WireGuard vs OpenVPN vs IKEv2 : les protocoles VPN comparés
WireGuard vs OpenVPN vs IKEv2 : comparatif clair des protocoles VPN
Le protocole utilisé par votre VPN détermine sa vitesse, sa capacité à survivre à un tunnel de métro, la facilité avec laquelle un pare-feu de censure peut le repérer et le bloquer, et la quantité de code qu'un chercheur en sécurité doit auditer avant de lui faire confiance. Aujourd'hui, la plupart des applications utilisent WireGuard par défaut et vous laissent en changer dans un menu de réglages que presque personne n'ouvre. Ce choix par défaut est le bon la plupart du temps, mais pas toujours.
Ce guide laisse de côté le tableau générique des avantages et inconvénients. Il part plutôt de ce que vous faites réellement : passer du Wi-Fi à la 4G, contourner un réseau restrictif, regarder du streaming, jouer en ligne ou vous connecter depuis un vieux routeur, et explique pourquoi tel protocole l'emporte pour cette tâche. Il nomme aussi les protocoles obsolètes et propriétaires que les fournisseurs enterrent discrètement dans leurs réglages, pour que vous sachiez ce qu'il faut éviter et ce que les noms commerciaux signifient vraiment.

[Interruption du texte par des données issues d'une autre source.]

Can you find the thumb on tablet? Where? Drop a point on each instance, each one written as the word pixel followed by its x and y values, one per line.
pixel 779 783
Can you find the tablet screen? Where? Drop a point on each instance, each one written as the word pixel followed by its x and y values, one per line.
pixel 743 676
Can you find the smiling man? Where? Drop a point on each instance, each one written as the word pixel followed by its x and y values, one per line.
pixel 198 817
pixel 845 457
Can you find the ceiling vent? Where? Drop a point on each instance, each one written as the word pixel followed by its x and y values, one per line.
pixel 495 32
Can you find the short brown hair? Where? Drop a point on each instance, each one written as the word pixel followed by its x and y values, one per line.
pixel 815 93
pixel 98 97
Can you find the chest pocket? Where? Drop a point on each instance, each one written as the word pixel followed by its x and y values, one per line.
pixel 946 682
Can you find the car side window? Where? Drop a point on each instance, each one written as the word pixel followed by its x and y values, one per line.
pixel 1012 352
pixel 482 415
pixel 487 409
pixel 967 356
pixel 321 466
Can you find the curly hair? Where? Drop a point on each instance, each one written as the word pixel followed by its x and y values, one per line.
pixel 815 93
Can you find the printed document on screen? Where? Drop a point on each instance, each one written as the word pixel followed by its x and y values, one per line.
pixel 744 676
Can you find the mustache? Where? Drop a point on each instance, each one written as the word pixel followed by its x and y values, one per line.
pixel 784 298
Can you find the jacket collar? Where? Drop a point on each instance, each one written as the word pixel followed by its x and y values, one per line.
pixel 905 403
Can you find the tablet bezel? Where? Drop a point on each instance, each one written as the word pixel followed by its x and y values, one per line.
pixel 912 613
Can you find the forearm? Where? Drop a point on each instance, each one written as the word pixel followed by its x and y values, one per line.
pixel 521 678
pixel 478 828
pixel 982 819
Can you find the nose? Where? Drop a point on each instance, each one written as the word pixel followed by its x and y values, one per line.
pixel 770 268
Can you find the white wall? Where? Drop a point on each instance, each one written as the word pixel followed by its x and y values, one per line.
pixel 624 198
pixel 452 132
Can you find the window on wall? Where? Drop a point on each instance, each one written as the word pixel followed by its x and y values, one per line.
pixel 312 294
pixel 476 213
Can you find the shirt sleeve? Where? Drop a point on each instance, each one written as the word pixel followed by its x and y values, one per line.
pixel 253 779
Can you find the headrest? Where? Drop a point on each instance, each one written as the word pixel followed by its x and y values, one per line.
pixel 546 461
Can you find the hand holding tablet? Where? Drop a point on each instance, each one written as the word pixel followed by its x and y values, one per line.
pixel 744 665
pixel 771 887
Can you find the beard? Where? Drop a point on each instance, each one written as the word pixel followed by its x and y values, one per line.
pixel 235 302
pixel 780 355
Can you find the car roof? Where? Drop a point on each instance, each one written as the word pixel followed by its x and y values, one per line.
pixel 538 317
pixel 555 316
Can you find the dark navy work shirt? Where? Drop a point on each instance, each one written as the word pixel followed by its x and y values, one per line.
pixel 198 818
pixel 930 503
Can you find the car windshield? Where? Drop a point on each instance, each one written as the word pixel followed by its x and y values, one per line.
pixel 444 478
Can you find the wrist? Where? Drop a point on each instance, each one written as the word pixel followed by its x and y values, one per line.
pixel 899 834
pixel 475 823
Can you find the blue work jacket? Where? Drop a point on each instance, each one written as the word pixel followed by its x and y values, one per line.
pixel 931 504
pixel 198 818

L'arbre de décision en 30 secondes
Si vous ne deviez retenir qu'une chose, retenez cette correspondance entre la tâche et le protocole :
Téléphone qui bascule sans cesse du Wi-Fi à la 4G → IKEv2/IPsec. Son extension MOBIKE maintient le tunnel actif au fil des changements de réseau, sans coupure visible.
Censure ou réseau qui bloque les VPN → OpenVPN sur TCP port 443 (ou le mode obfusqué d'un fournisseur). On peut le faire ressembler à du trafic HTTPS ordinaire.
Streaming, jeu en ligne, gros téléchargements, usage quotidien → WireGuard. La latence la plus faible et le débit le plus élevé des trois, avec une cryptographie moderne.
Compatibilité maximale sur un vieux routeur, un NAS ou un OS exotique → OpenVPN. Il fonctionne presque partout et a été porté sur quasiment toutes les plateformes.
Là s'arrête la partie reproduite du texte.